Nah Sobat AgriVisi, sebagai informasi, pemerintah memiliki program penyaluran beras melalui Bulog, yaitu Program Rastra/Raskin. Ini sebenarnya merupakan program mapan dari pemerintah pusat yang bertujuan menjaga ketahanan pangan rakyat dan menjaga inflasi di daerah dan nasional.
Pasalnya, beras rentan menyumbang inflasi karena mayoritas sebagai konsumsi utama rakyat Indonesia, terutama masyarakat miskin, serta memberi kepastian harga gabah di tingkat petani.
Ali menguraikan, Pasal 4 ayat (2) perpres tersebut menyatakan penetapan jumlah CPP dilakukan berdasarkan hasil Rakortas tingkat menteri atau kepala lembaga. Sedangkan, Pasal 11 angka (6) menyebut, penyaluran CPP dilakukan melalui Rakortas tingkat Menteri atau kepala Lembaga.
”Jangan sampai perpres ini memasung kedua kalinya peran Bulog dan BUMN pangan, yaitu di paksa menyerap CPP tetapi tidak diberikan kewenangan penyaluran. Karena Bulog ditugaskan menguasai CPP yakni beras, jagung, dan kedelai, serta komoditas pangan strategis lainnya atau 11 bahan pokok (sembako),” jelasnya.
Sebelas komoditas pokok tersebut adalah beras, jagung, kedelai, bawang, cabai, daging ayam, telur, daging sapi, gula, minyak goreng, dan ikan.
“Kami berharap Bapanas (Badan pangan Nasional) dapat mengeksekusi sendiri terkait jumlah CBP dan penyalurannya.
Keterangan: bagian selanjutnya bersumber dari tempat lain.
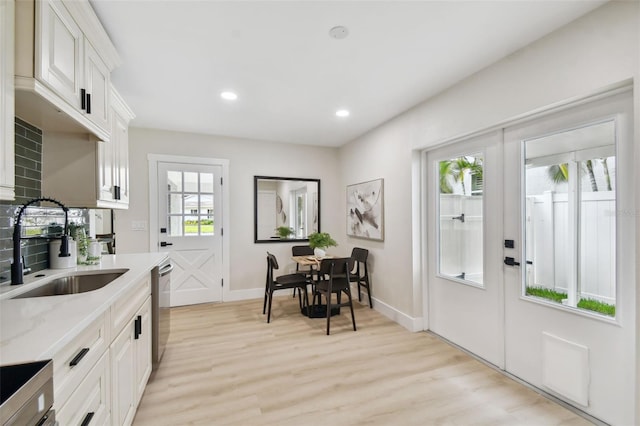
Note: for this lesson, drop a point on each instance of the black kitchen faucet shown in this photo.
(17, 267)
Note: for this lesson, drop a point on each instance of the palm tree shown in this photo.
(445, 172)
(559, 172)
(592, 176)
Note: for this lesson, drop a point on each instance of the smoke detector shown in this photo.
(339, 32)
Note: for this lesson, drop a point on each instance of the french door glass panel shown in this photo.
(190, 203)
(460, 226)
(570, 226)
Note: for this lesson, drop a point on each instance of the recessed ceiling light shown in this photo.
(230, 96)
(339, 32)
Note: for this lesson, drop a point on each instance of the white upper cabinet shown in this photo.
(60, 54)
(7, 136)
(64, 60)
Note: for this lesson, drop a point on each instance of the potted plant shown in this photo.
(284, 231)
(319, 241)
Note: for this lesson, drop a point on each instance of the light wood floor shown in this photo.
(224, 365)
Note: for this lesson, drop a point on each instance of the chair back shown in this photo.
(359, 254)
(301, 251)
(336, 268)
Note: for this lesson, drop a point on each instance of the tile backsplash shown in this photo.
(28, 159)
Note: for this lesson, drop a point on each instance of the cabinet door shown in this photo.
(60, 44)
(106, 169)
(143, 350)
(7, 169)
(90, 403)
(120, 134)
(97, 85)
(123, 364)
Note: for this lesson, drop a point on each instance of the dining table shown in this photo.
(318, 311)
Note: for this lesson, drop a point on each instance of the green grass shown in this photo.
(546, 293)
(193, 229)
(587, 304)
(597, 306)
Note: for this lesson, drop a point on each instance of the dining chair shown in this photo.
(361, 273)
(283, 282)
(333, 278)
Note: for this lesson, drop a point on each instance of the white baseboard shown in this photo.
(411, 324)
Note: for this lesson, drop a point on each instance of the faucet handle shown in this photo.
(64, 246)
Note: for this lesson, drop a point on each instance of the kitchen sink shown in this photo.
(73, 284)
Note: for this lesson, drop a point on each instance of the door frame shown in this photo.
(423, 182)
(153, 160)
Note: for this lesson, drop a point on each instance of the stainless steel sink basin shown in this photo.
(73, 284)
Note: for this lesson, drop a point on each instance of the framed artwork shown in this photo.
(365, 210)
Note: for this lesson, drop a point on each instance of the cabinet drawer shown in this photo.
(72, 363)
(122, 311)
(89, 404)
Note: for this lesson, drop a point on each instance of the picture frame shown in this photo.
(365, 210)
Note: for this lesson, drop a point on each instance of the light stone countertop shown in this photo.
(36, 328)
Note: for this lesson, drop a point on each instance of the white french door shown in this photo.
(545, 287)
(569, 191)
(465, 302)
(189, 227)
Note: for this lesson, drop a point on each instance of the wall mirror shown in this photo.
(285, 209)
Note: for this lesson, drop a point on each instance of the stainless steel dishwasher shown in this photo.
(160, 304)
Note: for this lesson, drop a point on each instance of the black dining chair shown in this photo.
(333, 278)
(283, 282)
(361, 273)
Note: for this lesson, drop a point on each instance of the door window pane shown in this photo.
(190, 182)
(175, 226)
(190, 211)
(570, 226)
(174, 179)
(460, 206)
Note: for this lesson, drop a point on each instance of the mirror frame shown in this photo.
(255, 208)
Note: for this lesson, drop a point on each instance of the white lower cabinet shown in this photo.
(100, 376)
(131, 365)
(90, 403)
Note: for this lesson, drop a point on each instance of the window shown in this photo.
(460, 229)
(570, 226)
(190, 198)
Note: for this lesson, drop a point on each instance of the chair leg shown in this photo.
(264, 306)
(328, 297)
(353, 317)
(269, 311)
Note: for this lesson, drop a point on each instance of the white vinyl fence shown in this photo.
(547, 243)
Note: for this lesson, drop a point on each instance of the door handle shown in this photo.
(510, 261)
(460, 218)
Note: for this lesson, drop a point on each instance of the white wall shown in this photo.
(597, 50)
(247, 158)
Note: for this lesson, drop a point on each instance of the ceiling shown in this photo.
(291, 76)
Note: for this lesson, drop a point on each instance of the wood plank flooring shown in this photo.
(224, 365)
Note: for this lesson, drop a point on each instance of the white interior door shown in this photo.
(569, 194)
(189, 228)
(465, 302)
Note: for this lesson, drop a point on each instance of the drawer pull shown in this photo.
(76, 360)
(87, 419)
(138, 327)
(88, 103)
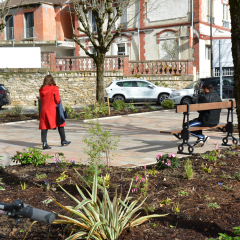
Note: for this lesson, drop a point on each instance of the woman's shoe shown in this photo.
(65, 142)
(45, 146)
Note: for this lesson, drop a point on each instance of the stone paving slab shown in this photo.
(140, 139)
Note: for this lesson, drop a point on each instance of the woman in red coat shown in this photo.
(49, 95)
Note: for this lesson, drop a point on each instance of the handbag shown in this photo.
(66, 115)
(60, 114)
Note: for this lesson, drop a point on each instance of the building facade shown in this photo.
(168, 30)
(43, 24)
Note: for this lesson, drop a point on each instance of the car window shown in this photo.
(191, 85)
(129, 84)
(227, 81)
(142, 84)
(119, 84)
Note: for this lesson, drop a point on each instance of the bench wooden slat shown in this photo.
(191, 129)
(204, 106)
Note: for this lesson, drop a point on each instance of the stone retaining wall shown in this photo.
(76, 88)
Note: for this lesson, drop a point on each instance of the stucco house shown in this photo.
(45, 24)
(183, 23)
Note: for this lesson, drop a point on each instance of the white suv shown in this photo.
(136, 90)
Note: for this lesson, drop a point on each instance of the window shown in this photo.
(29, 25)
(208, 53)
(9, 28)
(121, 49)
(224, 11)
(142, 84)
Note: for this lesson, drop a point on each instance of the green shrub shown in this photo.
(168, 103)
(30, 156)
(17, 110)
(119, 105)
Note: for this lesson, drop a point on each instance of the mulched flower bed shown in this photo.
(208, 204)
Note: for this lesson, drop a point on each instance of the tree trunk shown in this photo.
(235, 22)
(100, 78)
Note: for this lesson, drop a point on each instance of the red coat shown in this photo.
(50, 97)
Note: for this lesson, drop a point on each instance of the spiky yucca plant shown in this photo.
(101, 219)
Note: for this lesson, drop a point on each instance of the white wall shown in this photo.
(15, 57)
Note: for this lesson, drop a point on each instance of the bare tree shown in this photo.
(170, 47)
(106, 13)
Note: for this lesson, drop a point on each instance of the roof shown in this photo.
(15, 3)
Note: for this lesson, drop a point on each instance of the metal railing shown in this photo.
(9, 33)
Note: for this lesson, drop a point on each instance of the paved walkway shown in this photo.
(140, 139)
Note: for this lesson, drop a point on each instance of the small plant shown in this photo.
(41, 176)
(62, 177)
(62, 162)
(166, 202)
(167, 161)
(237, 176)
(106, 180)
(152, 171)
(100, 218)
(213, 205)
(47, 186)
(176, 208)
(231, 188)
(1, 188)
(30, 156)
(70, 110)
(224, 236)
(141, 182)
(47, 201)
(183, 193)
(188, 169)
(17, 110)
(119, 105)
(168, 104)
(154, 225)
(23, 186)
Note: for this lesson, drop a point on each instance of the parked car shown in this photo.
(5, 94)
(227, 86)
(136, 90)
(183, 96)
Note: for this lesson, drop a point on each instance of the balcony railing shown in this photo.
(30, 32)
(225, 24)
(209, 19)
(9, 33)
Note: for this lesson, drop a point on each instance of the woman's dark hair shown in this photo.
(208, 86)
(48, 80)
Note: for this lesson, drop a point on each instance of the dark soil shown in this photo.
(196, 218)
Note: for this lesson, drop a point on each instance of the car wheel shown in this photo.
(162, 97)
(186, 100)
(118, 97)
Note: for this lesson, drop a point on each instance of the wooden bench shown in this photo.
(183, 133)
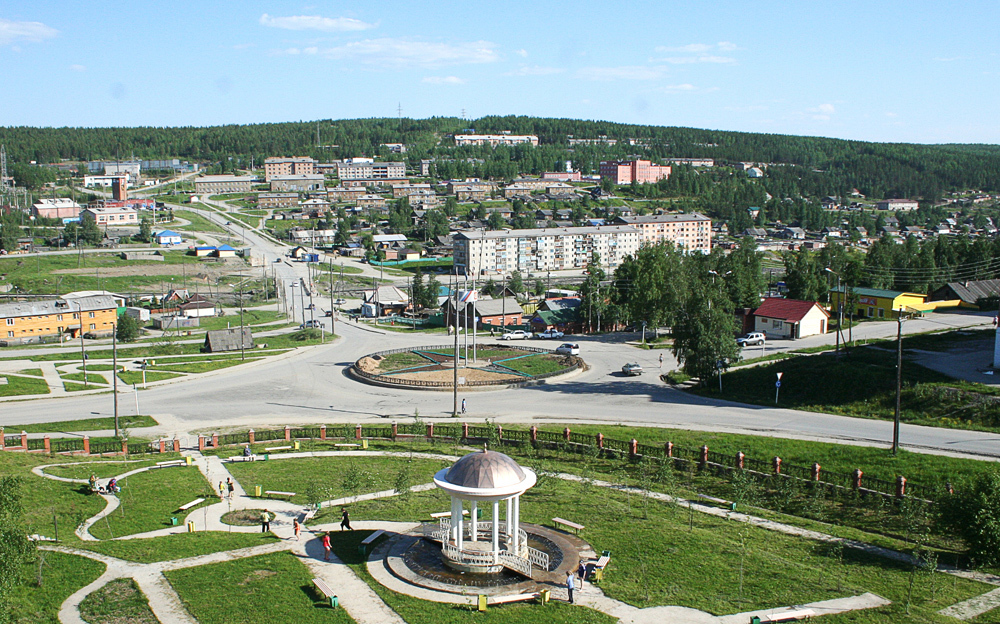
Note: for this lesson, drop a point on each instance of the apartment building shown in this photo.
(543, 249)
(629, 171)
(689, 231)
(38, 321)
(281, 166)
(212, 185)
(495, 139)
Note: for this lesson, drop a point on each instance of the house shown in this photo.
(197, 306)
(167, 237)
(876, 302)
(790, 318)
(968, 292)
(232, 339)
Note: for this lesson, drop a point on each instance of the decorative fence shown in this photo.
(701, 458)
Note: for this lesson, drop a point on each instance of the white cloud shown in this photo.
(399, 53)
(625, 72)
(11, 31)
(314, 22)
(443, 80)
(535, 70)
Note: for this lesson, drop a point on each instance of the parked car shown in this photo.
(632, 370)
(753, 338)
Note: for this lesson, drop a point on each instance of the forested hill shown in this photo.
(825, 166)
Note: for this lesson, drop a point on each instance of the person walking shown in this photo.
(326, 546)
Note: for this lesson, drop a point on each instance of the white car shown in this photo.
(517, 334)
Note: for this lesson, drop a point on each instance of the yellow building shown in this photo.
(41, 321)
(876, 302)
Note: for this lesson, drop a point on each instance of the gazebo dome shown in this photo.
(485, 470)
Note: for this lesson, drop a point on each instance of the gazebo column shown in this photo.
(496, 530)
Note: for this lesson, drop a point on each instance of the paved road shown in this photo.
(312, 387)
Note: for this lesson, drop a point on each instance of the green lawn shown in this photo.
(150, 499)
(416, 611)
(17, 386)
(177, 545)
(120, 600)
(862, 385)
(62, 575)
(85, 424)
(266, 589)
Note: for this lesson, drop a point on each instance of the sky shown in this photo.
(916, 71)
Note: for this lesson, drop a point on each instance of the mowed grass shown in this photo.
(118, 601)
(150, 499)
(177, 545)
(62, 575)
(416, 611)
(18, 386)
(863, 385)
(255, 590)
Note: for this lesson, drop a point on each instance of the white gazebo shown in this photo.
(486, 546)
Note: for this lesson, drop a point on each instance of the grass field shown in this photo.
(256, 590)
(120, 600)
(149, 499)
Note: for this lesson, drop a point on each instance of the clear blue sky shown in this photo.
(926, 72)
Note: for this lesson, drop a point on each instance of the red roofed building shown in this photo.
(790, 318)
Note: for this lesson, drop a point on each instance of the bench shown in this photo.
(191, 504)
(325, 589)
(562, 521)
(368, 541)
(787, 616)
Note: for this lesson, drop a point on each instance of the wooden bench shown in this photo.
(325, 589)
(576, 527)
(787, 616)
(368, 541)
(191, 504)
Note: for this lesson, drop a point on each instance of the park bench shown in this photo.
(787, 616)
(562, 521)
(191, 504)
(368, 541)
(325, 589)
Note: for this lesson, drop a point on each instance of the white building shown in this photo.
(543, 249)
Karena Bapanas setara Menteri, tanpa Rakortas pun jadi, karena urusan mendesak. Terutama, menjaga ketahanan masyarakat dan inflasi. Maka beras dapat disalurkan melalui program strategis nasional yakni bansos melalui Rastra/Raskin untuk dihidupkan kembali. Atau dapat menggunakan istilah baru seperti Beras untuk rakyat,” ungkapnya.
Sementara itu Sobat AgriVisi, Perum BULOG menyambut terbitnya Perpres tentang CPP. Direktur Supply Chain dan Pelayanan Publik Perum BULOG, Mokhamad Suyamto mengatakan, pihaknya sudah menerima dan menyambut baik Perpres tentang Penugasan Penyelenggaraan Cadangan Pangan Pemerintah kepada Bulog.
Terdapat 11 pangan yang menjadi perhatian pemerintah dalam menjaga ketersediaan pasokan dan stabilisasi harga. Namun, pada tahap pertama penyelenggaraan CPP meliputi tiga jenis yaitu beras, jagung, dan kedelai. Tahapan berikutnya akan ditetapkan oleh Kepala Badan Pangan Nasional.
Perpres No. 125/2022 menjelaskan soal kebijakan dari hulu hingga hilir dalam pengelolaan pangan mulai dari menjamin harga dan pasar bagi petani, menjaga ketersediaan pasokan bagi produsen berbahan baku pangan, penyimpanan sejumlah stok untuk cadangan dan penyeluran untuk pemanfaatan cadangan.
“Perpres ini sudah menjelaskan penyelenggaraan CPP melalui pengadaan, pengelolaan, dan penyalurannya. Namun, perlu ditindaklanjuti dengan peraturan-peraturan turunan untuk menjadi dasar operasional bagi penugasan kepada Bulog,” jelas Suyamto.